Maybe herds could have a maintenance cost in horses? Except for horse herds, obviously…
Maybe a bit too fiddly, but something to consider.
I imagine the most difficult part of adding livestock would be the depletion mechanic. A simple way to do it would be to have each herd reduce the supply of its tile by one at the end of each turn. There would need to be some sort of buffer like units have, which goes up when the herd eats and down when it doesn't: the herd would die if it runs out, and could be split in two when it's full. Grazed tiles could have a chance to recover a supply point or two during wet seasons, in keeping with the theme of somewhat unpredictable map conditions.
However, since (as far as I can tell from the preview video) tiles only go up to three supply, there's not much room to tweak things.

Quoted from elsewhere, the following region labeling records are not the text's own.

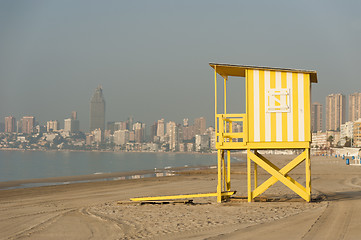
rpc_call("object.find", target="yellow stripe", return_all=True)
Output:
[303,73,311,142]
[292,73,298,141]
[270,71,277,142]
[281,72,288,142]
[259,71,266,142]
[247,70,254,142]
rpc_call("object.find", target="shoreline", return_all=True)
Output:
[0,148,217,155]
[0,165,215,192]
[0,155,361,240]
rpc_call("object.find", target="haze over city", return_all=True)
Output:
[0,1,361,130]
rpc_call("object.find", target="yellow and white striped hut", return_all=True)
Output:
[210,63,317,201]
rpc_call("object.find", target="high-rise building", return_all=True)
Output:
[183,118,189,127]
[133,122,145,143]
[90,86,105,131]
[150,122,158,142]
[326,93,346,131]
[348,93,361,121]
[5,116,16,132]
[167,121,179,152]
[71,111,78,120]
[64,118,79,132]
[194,117,206,135]
[21,116,35,134]
[46,120,59,132]
[311,102,323,132]
[114,130,129,145]
[353,118,361,147]
[157,118,165,137]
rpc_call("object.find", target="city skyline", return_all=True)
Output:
[0,0,361,130]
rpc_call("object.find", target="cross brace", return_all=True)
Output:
[247,149,311,202]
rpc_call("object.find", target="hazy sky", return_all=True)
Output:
[0,0,361,130]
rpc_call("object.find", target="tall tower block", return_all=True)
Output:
[90,86,105,131]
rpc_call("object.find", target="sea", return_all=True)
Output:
[0,150,217,182]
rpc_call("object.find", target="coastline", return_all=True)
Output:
[0,166,214,192]
[0,148,217,155]
[0,155,361,240]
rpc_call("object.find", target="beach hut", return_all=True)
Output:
[209,63,317,202]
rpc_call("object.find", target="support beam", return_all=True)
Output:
[247,149,253,202]
[130,192,236,202]
[253,152,306,198]
[247,151,309,201]
[226,150,231,191]
[217,150,223,203]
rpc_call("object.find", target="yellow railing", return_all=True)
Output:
[216,114,247,148]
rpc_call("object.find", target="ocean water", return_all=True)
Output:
[0,151,218,182]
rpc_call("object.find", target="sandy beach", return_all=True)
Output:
[0,155,361,239]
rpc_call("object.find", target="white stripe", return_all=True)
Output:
[276,72,282,142]
[287,72,293,142]
[253,70,261,142]
[298,73,305,141]
[264,71,271,142]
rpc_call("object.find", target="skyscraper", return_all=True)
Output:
[157,118,165,137]
[5,116,16,132]
[194,117,206,135]
[21,116,35,134]
[326,93,346,131]
[90,86,105,131]
[311,102,323,132]
[46,120,59,132]
[348,93,361,122]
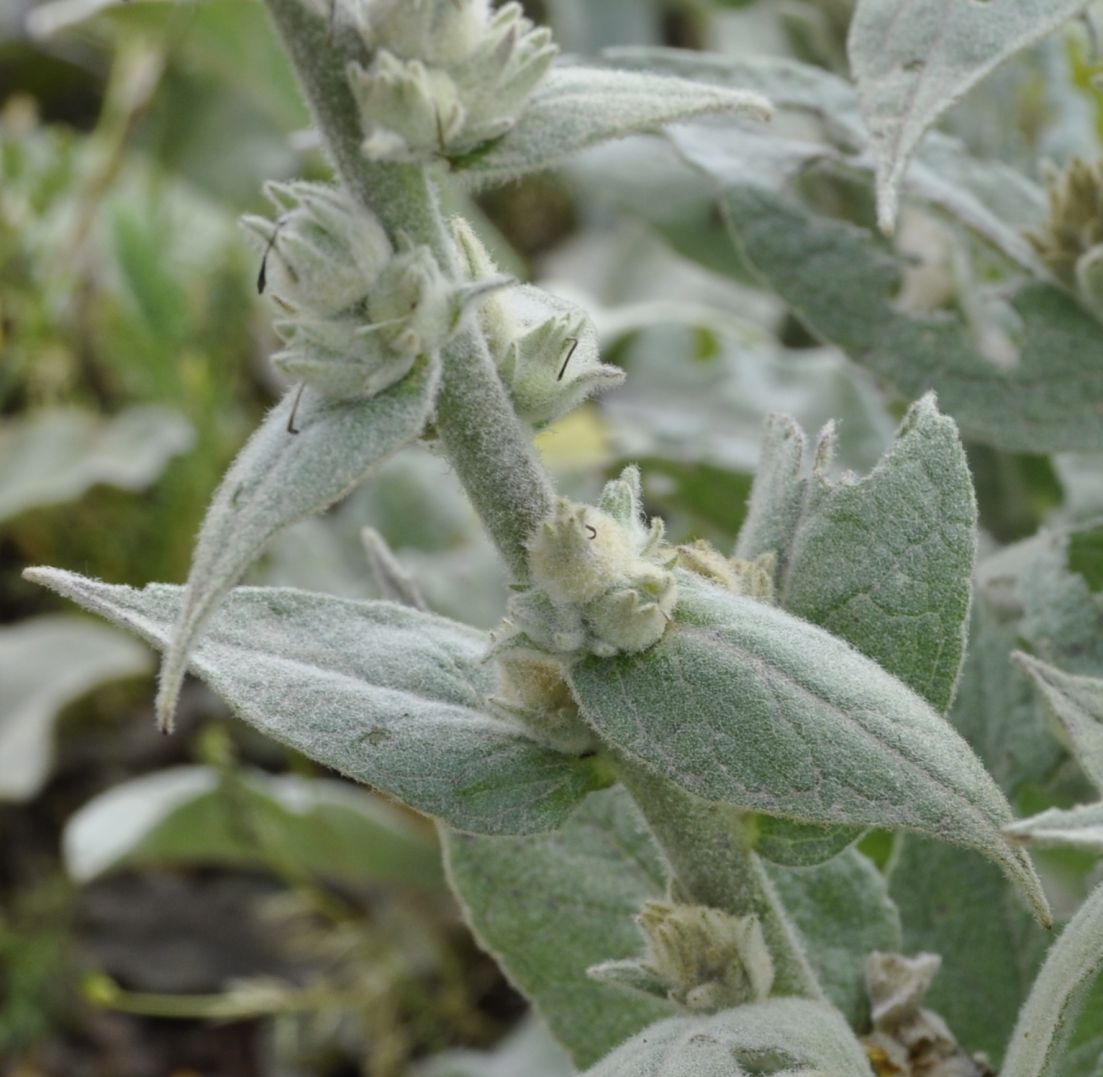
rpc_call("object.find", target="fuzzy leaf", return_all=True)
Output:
[585,999,872,1077]
[889,834,1051,1067]
[0,404,194,520]
[726,185,1103,452]
[1004,801,1103,853]
[445,786,673,1066]
[28,568,599,834]
[768,849,903,1028]
[847,0,1088,232]
[62,767,442,887]
[157,359,437,728]
[459,64,771,186]
[737,396,976,712]
[570,573,1049,923]
[1014,652,1103,791]
[1000,886,1103,1077]
[0,614,150,801]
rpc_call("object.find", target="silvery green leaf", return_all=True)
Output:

If all supply values end up being doubled and rebalanced from there, herding turns into a math problem that slows down the game, and could make things very difficult for the AI. At this point, I think the best solution would be to replace the minus-one-per-turn modifier with a single 'grazed: -50% supply' modifier that basically means "time to move your herd to a new tile". This way, the player could see which herds need to be moved each turn without having to look at any numbers.
Of course, the modifier would have to be governed by an invisible value on each tile measuring how much vegetation is left for grazing. I know invisible values aren't in the spirit of strategy games, but I think it would be enough for the UI to tell you how many turns your herd can stay in its current tile (or a prospective tile, when moving) before it becomes grazed or barren. As a bonus, implementing the veggie value would make it easier to replace the buffer with herd sizes, so that herds in fertile territory become larger and more productive, but graze tiles faster.